Robin: A multi-agent system for automating scientific discovery
9 comments
·May 20, 2025hirenj
Not my subject area, but at least one other group looked at ABCA1, and judging from this abstract, it has been linked via GWAS already, and furthermore concludes it doesn’t play a role (I haven’t looked at the data though).
I don’t know, but if we were to reframe this as some software to take a hit from a GWAS, look up the small molecule inhibitor/activator for it, and then do some RNA-seq on it, I doubt it would gain any interest.
https://iovs.arvojournals.org/article.aspx?articleid=2788418
starlust2
Wouldn't the fact that another group researched ABCA1 validate that the assistant did find a reasonable topic to research?
Ultimately we want effective treatments but the goal of the assistant isn't to perfectly predict solutions. Rather it's to reduce the overall cost and time to a solution through automation.
ClaraForm
Not if (a) it misses a line of research has been refuted 1-2 years ago, (b) the experiments at recommends (RNA-Seq) are a limited resource that requires a whole lab to be setup to efficiently act based upon it, and (c) the result of the work is genetic upregulation of a gene, which could mean just about anything.

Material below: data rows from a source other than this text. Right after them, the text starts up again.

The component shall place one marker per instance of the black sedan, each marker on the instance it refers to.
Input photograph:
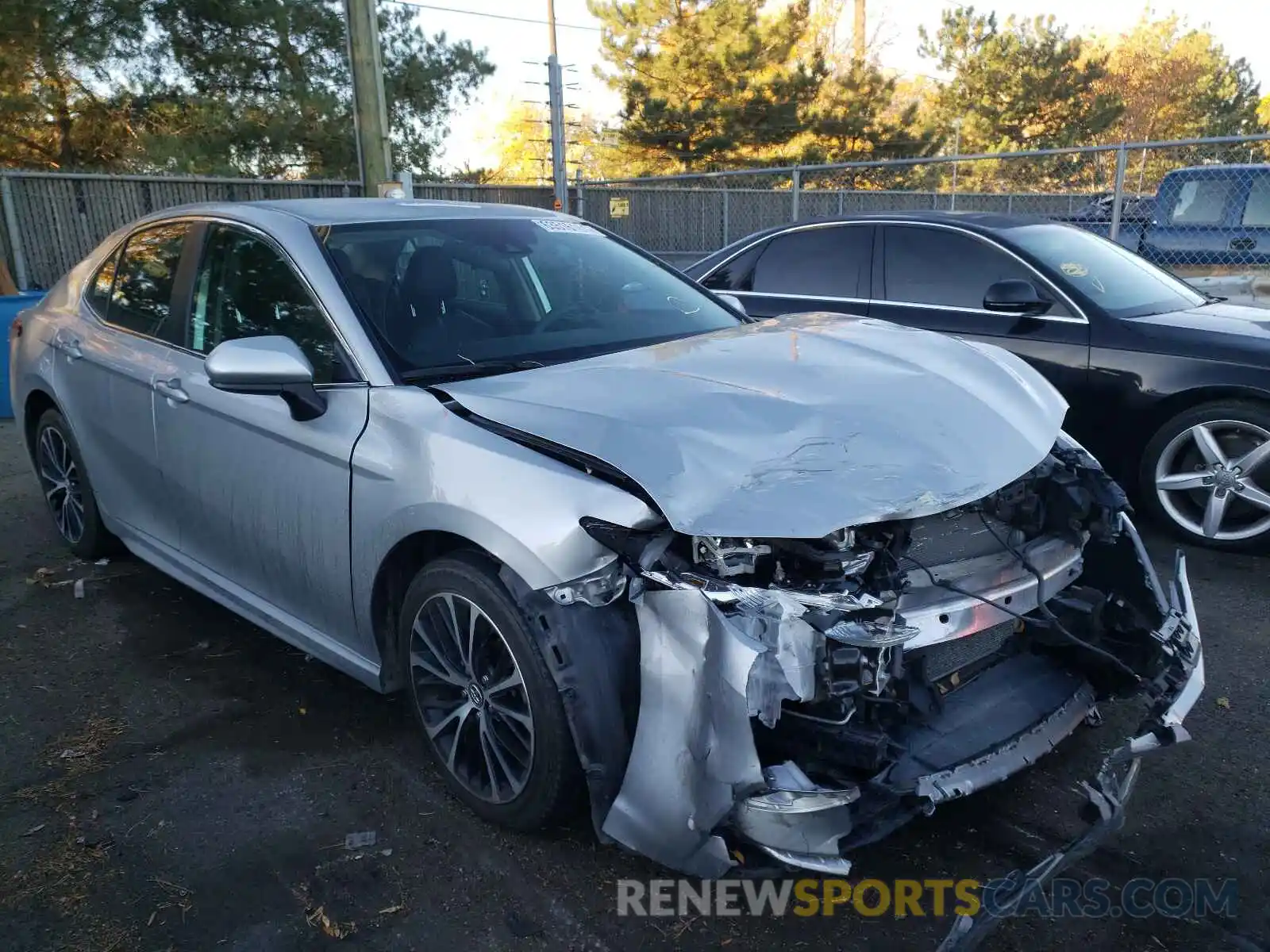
(1168, 386)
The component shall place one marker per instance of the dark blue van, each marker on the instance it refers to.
(1210, 215)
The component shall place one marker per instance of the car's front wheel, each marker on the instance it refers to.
(1206, 475)
(483, 695)
(67, 490)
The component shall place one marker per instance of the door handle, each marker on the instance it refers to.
(69, 346)
(171, 390)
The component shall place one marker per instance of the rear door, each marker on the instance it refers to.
(806, 268)
(108, 359)
(937, 278)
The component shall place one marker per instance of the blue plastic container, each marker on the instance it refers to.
(10, 308)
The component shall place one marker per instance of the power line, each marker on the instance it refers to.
(495, 16)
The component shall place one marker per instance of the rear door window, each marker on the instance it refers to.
(1200, 202)
(826, 262)
(141, 295)
(245, 290)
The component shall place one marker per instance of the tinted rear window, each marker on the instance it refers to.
(829, 262)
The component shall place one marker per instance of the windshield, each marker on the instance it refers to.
(1111, 277)
(505, 291)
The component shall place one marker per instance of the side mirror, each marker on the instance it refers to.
(733, 301)
(1015, 296)
(270, 366)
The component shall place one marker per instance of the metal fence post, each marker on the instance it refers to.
(725, 213)
(10, 221)
(1122, 159)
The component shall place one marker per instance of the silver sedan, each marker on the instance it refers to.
(772, 587)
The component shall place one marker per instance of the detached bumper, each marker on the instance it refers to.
(1111, 787)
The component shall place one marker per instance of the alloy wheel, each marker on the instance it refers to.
(60, 478)
(1206, 480)
(471, 697)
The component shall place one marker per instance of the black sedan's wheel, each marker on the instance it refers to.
(484, 697)
(1206, 474)
(67, 489)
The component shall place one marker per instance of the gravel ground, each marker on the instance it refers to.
(175, 778)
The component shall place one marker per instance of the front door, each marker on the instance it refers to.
(806, 268)
(264, 498)
(935, 278)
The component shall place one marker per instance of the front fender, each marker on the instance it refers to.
(418, 467)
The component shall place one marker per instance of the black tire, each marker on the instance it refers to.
(552, 786)
(80, 527)
(1235, 503)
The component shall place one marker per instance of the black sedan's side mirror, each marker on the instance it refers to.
(1015, 296)
(270, 366)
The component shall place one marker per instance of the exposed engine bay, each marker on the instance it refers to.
(827, 691)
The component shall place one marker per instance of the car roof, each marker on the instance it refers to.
(971, 221)
(351, 211)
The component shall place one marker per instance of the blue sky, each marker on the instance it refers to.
(1241, 25)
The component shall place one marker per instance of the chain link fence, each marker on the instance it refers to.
(1198, 207)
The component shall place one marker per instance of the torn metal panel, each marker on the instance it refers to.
(694, 753)
(738, 433)
(1026, 750)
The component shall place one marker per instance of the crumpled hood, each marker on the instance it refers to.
(793, 427)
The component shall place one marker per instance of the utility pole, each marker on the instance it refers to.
(859, 36)
(556, 102)
(370, 108)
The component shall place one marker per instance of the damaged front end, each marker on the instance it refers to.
(806, 697)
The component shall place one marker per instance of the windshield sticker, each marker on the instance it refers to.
(572, 228)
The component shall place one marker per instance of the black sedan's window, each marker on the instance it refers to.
(823, 262)
(245, 290)
(492, 290)
(937, 267)
(99, 290)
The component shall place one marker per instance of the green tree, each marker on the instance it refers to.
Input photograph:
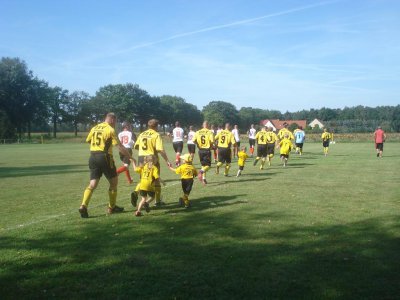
(220, 112)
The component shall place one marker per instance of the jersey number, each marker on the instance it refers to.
(144, 145)
(96, 140)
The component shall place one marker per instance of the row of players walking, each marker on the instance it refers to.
(149, 145)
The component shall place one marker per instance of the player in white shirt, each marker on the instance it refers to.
(177, 142)
(127, 139)
(190, 142)
(235, 132)
(252, 138)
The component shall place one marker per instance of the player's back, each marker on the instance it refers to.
(101, 138)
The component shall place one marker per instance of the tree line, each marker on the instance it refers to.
(29, 104)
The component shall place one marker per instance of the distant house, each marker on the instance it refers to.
(279, 124)
(316, 122)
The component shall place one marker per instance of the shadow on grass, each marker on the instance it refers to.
(41, 170)
(207, 256)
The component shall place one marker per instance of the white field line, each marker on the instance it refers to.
(23, 225)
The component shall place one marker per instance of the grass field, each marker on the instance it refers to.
(322, 228)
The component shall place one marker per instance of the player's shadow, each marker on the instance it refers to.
(6, 172)
(204, 203)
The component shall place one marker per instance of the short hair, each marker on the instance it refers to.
(153, 123)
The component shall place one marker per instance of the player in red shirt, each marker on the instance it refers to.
(380, 138)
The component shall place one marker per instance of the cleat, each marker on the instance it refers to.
(83, 212)
(115, 209)
(134, 198)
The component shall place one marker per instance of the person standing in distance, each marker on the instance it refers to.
(236, 134)
(127, 139)
(252, 138)
(149, 143)
(379, 138)
(190, 142)
(204, 139)
(177, 142)
(101, 138)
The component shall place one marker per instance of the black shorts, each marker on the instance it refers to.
(125, 159)
(155, 161)
(101, 163)
(224, 155)
(205, 157)
(147, 193)
(262, 151)
(178, 147)
(192, 148)
(187, 185)
(270, 149)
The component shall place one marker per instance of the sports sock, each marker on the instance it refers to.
(112, 195)
(157, 189)
(122, 169)
(87, 194)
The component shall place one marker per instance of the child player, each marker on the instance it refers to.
(187, 172)
(148, 175)
(242, 155)
(286, 146)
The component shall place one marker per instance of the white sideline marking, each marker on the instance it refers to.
(59, 216)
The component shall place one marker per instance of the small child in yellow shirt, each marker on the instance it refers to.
(242, 155)
(148, 175)
(187, 172)
(286, 146)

Genetic regulation can at best let us know _involvement_ of a gene, but nothing about why. Some examples of why a gene might be involved: it's a compensation mechanism (good!), it modulates the timing of the actual critical processes (discovery worthy but treatment path neutral), it is causative of a disease (treatment potential found) etc...

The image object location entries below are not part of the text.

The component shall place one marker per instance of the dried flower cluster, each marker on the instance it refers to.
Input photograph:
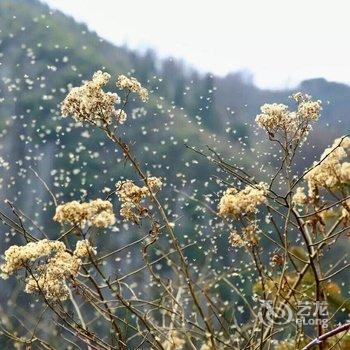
(332, 170)
(98, 213)
(174, 342)
(237, 203)
(89, 103)
(131, 195)
(132, 85)
(278, 119)
(49, 265)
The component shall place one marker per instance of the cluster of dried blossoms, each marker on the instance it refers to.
(236, 203)
(278, 120)
(48, 265)
(132, 85)
(89, 103)
(98, 213)
(131, 196)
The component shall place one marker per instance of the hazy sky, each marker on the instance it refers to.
(281, 42)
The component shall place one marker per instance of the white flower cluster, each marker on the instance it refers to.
(49, 265)
(132, 85)
(237, 203)
(98, 213)
(278, 119)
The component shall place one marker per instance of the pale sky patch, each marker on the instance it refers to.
(280, 42)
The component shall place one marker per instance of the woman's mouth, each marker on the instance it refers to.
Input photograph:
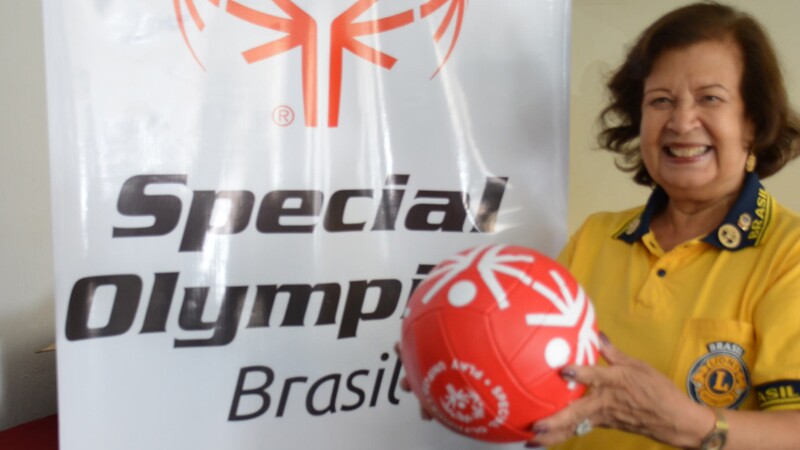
(687, 152)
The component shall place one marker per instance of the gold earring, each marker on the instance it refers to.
(750, 164)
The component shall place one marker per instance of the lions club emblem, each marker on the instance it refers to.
(720, 378)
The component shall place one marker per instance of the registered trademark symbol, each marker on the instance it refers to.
(283, 116)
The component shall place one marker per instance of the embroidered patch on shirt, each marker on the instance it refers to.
(719, 378)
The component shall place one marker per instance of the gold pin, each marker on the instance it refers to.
(633, 225)
(729, 236)
(745, 221)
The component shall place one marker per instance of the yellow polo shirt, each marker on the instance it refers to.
(719, 315)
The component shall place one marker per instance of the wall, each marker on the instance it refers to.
(27, 379)
(602, 30)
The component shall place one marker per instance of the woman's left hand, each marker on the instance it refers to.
(627, 395)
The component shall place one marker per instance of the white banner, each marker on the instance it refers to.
(246, 192)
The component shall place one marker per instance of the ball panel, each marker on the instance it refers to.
(485, 336)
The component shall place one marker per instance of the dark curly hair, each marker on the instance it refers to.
(776, 124)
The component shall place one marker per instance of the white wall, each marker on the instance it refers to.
(601, 31)
(27, 380)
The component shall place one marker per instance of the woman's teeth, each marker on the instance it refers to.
(687, 152)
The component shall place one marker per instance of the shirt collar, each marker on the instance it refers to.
(744, 226)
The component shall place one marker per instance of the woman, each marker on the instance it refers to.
(702, 300)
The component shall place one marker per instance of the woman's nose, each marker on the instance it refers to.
(683, 118)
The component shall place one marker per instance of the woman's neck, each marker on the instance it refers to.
(683, 220)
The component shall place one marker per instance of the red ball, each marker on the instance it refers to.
(485, 335)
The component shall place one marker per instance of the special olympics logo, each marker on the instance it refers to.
(301, 31)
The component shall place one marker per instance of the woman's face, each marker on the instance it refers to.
(694, 134)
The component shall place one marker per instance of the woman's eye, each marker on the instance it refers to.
(660, 101)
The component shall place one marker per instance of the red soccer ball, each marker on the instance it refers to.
(485, 335)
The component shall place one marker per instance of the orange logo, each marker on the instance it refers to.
(301, 31)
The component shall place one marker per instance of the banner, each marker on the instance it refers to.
(245, 193)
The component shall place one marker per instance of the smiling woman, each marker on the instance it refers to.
(696, 287)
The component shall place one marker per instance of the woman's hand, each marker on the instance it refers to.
(627, 395)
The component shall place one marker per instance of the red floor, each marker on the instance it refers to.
(40, 434)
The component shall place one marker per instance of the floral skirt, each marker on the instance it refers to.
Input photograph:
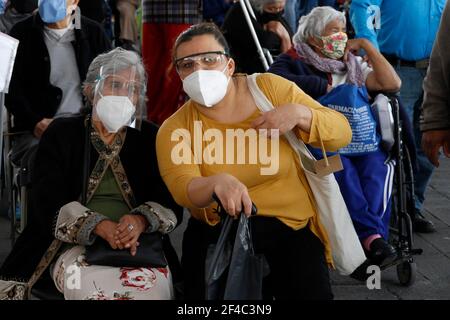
(78, 280)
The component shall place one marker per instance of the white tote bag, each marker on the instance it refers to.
(346, 248)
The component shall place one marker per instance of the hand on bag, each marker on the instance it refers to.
(106, 229)
(41, 126)
(233, 195)
(354, 45)
(432, 141)
(278, 28)
(128, 231)
(284, 118)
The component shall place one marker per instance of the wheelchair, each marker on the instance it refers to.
(402, 201)
(16, 177)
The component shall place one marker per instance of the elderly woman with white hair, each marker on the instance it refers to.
(271, 28)
(321, 63)
(96, 181)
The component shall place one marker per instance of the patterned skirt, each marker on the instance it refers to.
(78, 280)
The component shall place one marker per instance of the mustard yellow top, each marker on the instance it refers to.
(284, 194)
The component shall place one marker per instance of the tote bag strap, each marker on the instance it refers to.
(307, 160)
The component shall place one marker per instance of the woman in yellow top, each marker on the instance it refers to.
(216, 143)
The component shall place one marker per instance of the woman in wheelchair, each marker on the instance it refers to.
(107, 159)
(323, 64)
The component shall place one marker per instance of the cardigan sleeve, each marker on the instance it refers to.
(328, 126)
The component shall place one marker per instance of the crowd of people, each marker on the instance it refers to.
(113, 117)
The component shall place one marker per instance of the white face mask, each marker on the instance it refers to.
(206, 87)
(115, 112)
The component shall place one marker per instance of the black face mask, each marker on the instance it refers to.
(267, 16)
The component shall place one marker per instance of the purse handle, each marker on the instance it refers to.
(86, 158)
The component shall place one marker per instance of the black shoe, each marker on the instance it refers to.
(381, 252)
(422, 225)
(360, 273)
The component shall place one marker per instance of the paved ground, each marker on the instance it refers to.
(433, 277)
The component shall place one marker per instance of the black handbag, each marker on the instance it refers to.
(150, 253)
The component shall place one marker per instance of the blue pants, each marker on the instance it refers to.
(411, 92)
(366, 186)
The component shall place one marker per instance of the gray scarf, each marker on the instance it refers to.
(351, 66)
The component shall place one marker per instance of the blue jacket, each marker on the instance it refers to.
(406, 28)
(314, 82)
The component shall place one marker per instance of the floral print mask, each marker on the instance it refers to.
(334, 45)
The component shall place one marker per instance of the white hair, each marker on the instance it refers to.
(115, 60)
(259, 4)
(313, 24)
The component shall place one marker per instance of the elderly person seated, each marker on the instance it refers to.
(272, 30)
(56, 47)
(109, 160)
(320, 63)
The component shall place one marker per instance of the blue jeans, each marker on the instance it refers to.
(295, 9)
(411, 93)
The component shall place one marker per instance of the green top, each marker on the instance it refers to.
(108, 199)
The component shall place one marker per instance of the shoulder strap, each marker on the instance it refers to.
(46, 259)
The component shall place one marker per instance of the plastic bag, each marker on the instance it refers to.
(234, 272)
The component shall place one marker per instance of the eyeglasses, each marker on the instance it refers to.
(120, 84)
(208, 60)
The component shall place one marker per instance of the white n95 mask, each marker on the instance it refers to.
(206, 87)
(115, 112)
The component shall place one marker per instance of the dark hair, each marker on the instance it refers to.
(205, 28)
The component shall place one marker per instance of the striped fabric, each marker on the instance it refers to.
(172, 11)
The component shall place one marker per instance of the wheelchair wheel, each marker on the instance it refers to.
(406, 273)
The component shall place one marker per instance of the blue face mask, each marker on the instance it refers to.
(52, 11)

We don't need pipelines for faster scientific thinking ... especially if the result is experts will have to re-validate each finding. Most experts are anyway truly limited by access to models or access to materials. I certainly don't have a shortage of "good" ideas, and no machine will convince me they're wrong without doing the actual experiments. ;)
peterclary
Will we have AIs doing an increasing amount of the research, theory and even publication, with human scientists increasingly relegated to doing experiments under their direction?
lgas
If so, it won't last long. At some point AI will be able to use robots to do the experiments itself.
TechDebtDevin
lmfao
florbnit
Closed loop optimization is already a thing, and you don’t even need AI for it, just good old bayesian optimization is enough.
photochemsyn
This approach is very interesting, and one attention-catching datum is that their proposed compound, ripasudil, is now largely out-of-patent with some caveats, via Google Patents and ChatGPT 03:
> 1999 - D. Western Therapeutics Institute (DWTI) finishes the discovery screen that produced K-115 = ripasudil and files the first PCT on 4-F-isoquinoline diazepane sulfonamides. (Earliest composition-of-matter priority. A 20-year term from a 1999 JP priority date takes you to 2019 (before any extensions).
> 2005 - Kowa (the licensee) files a follow-up patent covering the use of ripasudil for lowering intra-ocular pressure. U.S. counterpart US 8 193 193 issued 2012; nominal expiry 11 July 2026. (A method-of-use patent – can block generics in the U.S. even after the base substance expires).
Scanning the vast library of out-of-patent pharmaceuticals for novel uses has great potential for curing disease and reducing human suffering, but the for-profit pipeline in academic/corporate partnerships is notoriously uninterested in such research because they want exclusive patents that justify profits well beyond a simple %-of-manufacturing cost margin. Indeed they'd probably try to make random patentable derivatives of the compound in the hope that the activity of the public domain substance was preserved and market that instead (see the Prontosil/sulfanilimide story of the 1930s, well-related in Thomas Hager's 2006 book "The Demon Under The Microscope).
I suppose the user of these tools could restrict them to in-patent compounds, but that's ludicrously anti-scientific in outlook. In general it seems the more constraints are applied, the worse the performance.
Another issue is this is a heavily studied area and the result is more incremental than novel. I'd like to see it tackle a question with much less background data - propose a novel, cheap, easily manufactured industrial catalyst for the conversion of CO2 to methanol.